Jumper leads / Crocodile clips / Test leads - Called different names in different places, basically a 30cm length of insulated wire with a clip on each end. Two (or more) of these make connecting a meter into a circuit a lot easier. Low battery voltage in a multimeter - The low battery indication in the example multimeter comes on when the battery voltage falls below 7V. It pays to replace the battery quickly. If the voltage falls below (about) 6.3V, then voltage and current measurements are no longer accurate.
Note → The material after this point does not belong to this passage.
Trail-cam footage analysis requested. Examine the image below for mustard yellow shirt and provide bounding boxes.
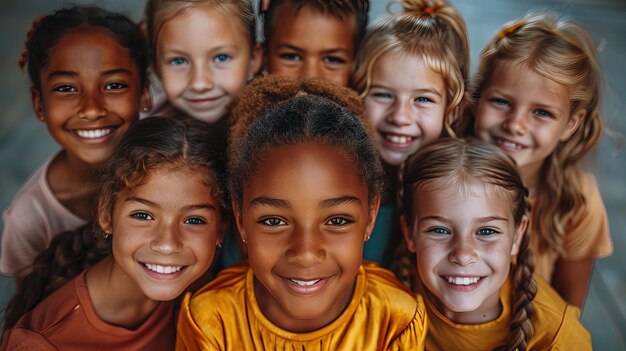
[424,275,591,351]
[176,263,426,351]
Typically, the meter will indicate that the voltage or current is higher than it is in reality. Interestingly, resistance measurements stay accurate to far lower supply voltages, as the resistance measurements are made ratiometrically and so compensate for the lowered battery voltage in the meter. Autoranging meters - Many multimeters are available with autoranging functions. Instead of selecting the required voltage range, just DC voltage is selected, and the meter selects the best range itself. Also meters are available that will connect to a PC to download readings, or with functions such as capacitance, inductance and frequency measurement, all of which are quite useful. There is also temperature, light, sound level and humidity measurement - really the sky is the limit if you want to get a meter with extra features! A second meter - Perhaps the most useful hint of the lot is to have a second meter. I personally swear by it - I am constantly measuring voltage and current at the same time, or using one meter for buzzing out a circuit board when the power is off, while the other is set up to monitor voltages in the same board when the power gets turned on.